Leí el
domingo 25 la columna de opinión de Cecilia Valenzuela, directora del diario Perú21.
El artículo
hablaba de los casos de Elmer Cáceres Llica, Vladimir Cerrón y Walter Aduviri,
presidentes regionales de Arequipa, Junín y Puno, respectivamente. Mencionó que
Cerrón fue capturado por la Policía Nacional en Huancayo, tras permanecer
varios días en la “clandestinidad”, y ahora cumplirá la condena de 4 años y
ocho meses impuesta por el Poder Judicial, a raíz de un caso de corrupción de
2011.
Valenzuela
también habló de Aduviri, a quien ya el Poder Judicial condenó a 6 años de
prisión por las feroces protestas indígenas de 2011 que él encabezó. Aduviri
estaba prófugo y se presumía estuviera en Bolivia. Al momento de la publicación,
no sabíamos que Aduviri sería capturado por la Policía Nacional en Lima. Tanto
a Cerrón como Aduviri nada les sirvió amenazar a los jueces con la movilización
de sus seguidores. La justicia se impuso.
Sobre
Cáceres Llica, quien saltó a la escena con su violento y salvaje “paro
indefinido” contra el proyecto minero Tía María de la empresa Southern Perú, Valenzuela señaló que ahora
a él le preocupa evitar las investigaciones por denuncias de violación sexual
en su contra. Quizá le preocupe también denuncias por la violencia y el salvajismo
durante el primer día del “paro”.
Sin
embargo, Valenzuela terminó el artículo diciendo “El Perú necesita renovar, a todo nivel, su dirigencia política. Esto
no da para más”. Un momento: las elecciones municipales y regionales fueron
el año pasado. Libremente en las ánforas, el electorado en cada circunscripción
votó por nuevos presidentes y consejeros regionales, alcaldes y regidores.

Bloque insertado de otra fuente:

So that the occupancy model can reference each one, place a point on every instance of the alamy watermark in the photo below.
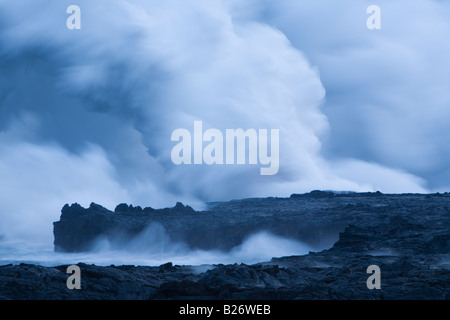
(74, 281)
(374, 281)
(229, 148)
(374, 20)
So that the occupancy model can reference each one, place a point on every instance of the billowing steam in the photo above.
(87, 115)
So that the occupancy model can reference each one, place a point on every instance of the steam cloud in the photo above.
(87, 115)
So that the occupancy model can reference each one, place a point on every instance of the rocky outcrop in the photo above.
(315, 218)
(407, 236)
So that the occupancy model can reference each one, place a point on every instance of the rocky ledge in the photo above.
(407, 236)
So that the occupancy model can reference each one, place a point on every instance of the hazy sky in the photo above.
(87, 115)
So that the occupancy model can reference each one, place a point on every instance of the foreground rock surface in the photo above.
(407, 236)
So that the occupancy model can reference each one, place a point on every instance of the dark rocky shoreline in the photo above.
(407, 236)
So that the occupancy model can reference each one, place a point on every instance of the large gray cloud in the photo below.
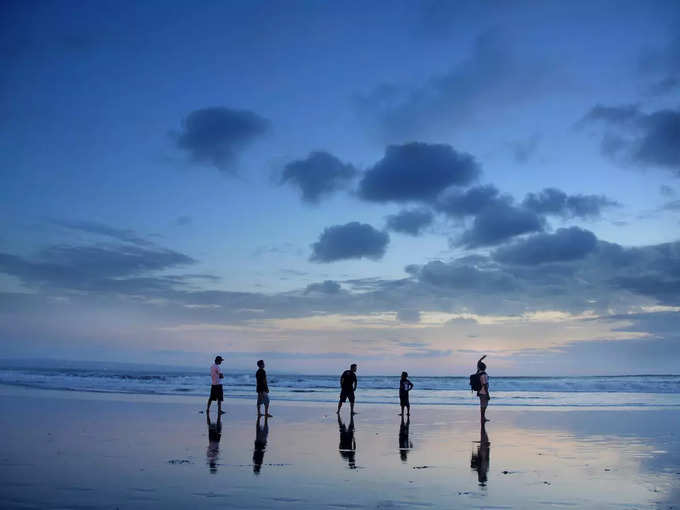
(565, 244)
(557, 202)
(215, 136)
(417, 172)
(638, 137)
(351, 241)
(498, 222)
(411, 221)
(317, 175)
(115, 268)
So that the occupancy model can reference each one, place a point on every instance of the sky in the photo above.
(404, 185)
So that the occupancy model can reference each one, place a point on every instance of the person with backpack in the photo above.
(404, 387)
(481, 385)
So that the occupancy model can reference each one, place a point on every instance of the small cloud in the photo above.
(351, 241)
(417, 172)
(410, 222)
(319, 174)
(215, 136)
(325, 287)
(408, 316)
(565, 244)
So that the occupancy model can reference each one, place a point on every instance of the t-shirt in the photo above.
(348, 380)
(405, 386)
(261, 378)
(483, 379)
(215, 375)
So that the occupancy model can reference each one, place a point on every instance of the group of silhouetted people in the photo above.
(347, 447)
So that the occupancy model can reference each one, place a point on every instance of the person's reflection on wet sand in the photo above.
(214, 436)
(480, 459)
(404, 444)
(261, 433)
(348, 445)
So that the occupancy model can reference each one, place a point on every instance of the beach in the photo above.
(90, 450)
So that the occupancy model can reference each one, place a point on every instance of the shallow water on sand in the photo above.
(75, 451)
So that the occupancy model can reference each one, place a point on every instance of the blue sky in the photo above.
(404, 184)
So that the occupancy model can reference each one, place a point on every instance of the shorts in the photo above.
(262, 398)
(347, 394)
(403, 399)
(216, 393)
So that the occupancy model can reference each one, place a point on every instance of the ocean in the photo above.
(584, 391)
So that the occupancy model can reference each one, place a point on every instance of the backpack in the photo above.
(475, 382)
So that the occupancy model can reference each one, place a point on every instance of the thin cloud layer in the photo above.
(557, 202)
(410, 222)
(351, 241)
(215, 136)
(417, 172)
(318, 175)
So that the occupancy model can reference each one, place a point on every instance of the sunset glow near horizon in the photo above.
(405, 185)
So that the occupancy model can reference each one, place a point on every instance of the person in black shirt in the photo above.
(348, 385)
(262, 389)
(404, 387)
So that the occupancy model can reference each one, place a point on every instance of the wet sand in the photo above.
(78, 450)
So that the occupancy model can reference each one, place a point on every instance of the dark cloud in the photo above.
(92, 227)
(557, 202)
(565, 244)
(638, 137)
(214, 136)
(499, 222)
(325, 287)
(417, 172)
(410, 221)
(351, 241)
(471, 202)
(491, 79)
(115, 268)
(319, 174)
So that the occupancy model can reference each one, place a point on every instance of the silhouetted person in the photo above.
(480, 459)
(262, 389)
(261, 434)
(216, 391)
(483, 392)
(214, 436)
(404, 444)
(348, 385)
(348, 446)
(404, 387)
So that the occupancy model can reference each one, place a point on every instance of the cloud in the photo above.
(351, 241)
(417, 172)
(564, 245)
(215, 136)
(325, 287)
(497, 223)
(92, 227)
(410, 221)
(471, 202)
(491, 79)
(557, 202)
(412, 316)
(638, 137)
(319, 174)
(114, 268)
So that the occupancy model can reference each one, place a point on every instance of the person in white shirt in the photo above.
(216, 391)
(483, 392)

Quizá Valenzuela, quien ha dicho estar de acuerdo con la propuesta del
Presidente de la República para adelantar un año las elecciones generales de
2021 mediante una reforma constitucional, crea que también debemos volver a
elegir regional y localmente. Unas “mega-elecciones”: presidenciales,
parlamentarias, regionales y municipales. Comicios costosísimos, que “se
cargarían” la Constitución de 1993 y la voluntad popular expresada libremente
en las ánforas en 2016 y 2018.
¿Entonces?.
Tal vez debiéramos tener un mecanismo constitucional de “intervención” de
gobiernos regionales o locales. En España, la Constitución de 1978 permite a
Madrid, previa mayoría absoluta del Senado, intervenir la comunidad autónoma
que rehúse cumplir obligaciones constitucionales o legales y forzar a
cumplirlas. En Alemania, un país federal, la Ley Fundamental de 1949, permite a
Berlín, previa aprobación del Bundesrat,
ejercer medidas coactivas frente a un Land
que no cumpla los deberes federales.
En vez de
“coquetear” con propuestas “tramposas” de Su Excelencia, ¿por qué Valenzuela no
pide una reforma constitucional que permita al Gobierno nacional, previa
mayoría absoluta del Congreso, intervenir un gobierno regional o local “rebelde”
contra la democracia, las instituciones y el imperio de la ley?. Mejor remedio
contra quienes en el futuro quieran emular a Cáceres Llica, Cerrón o Aduviri.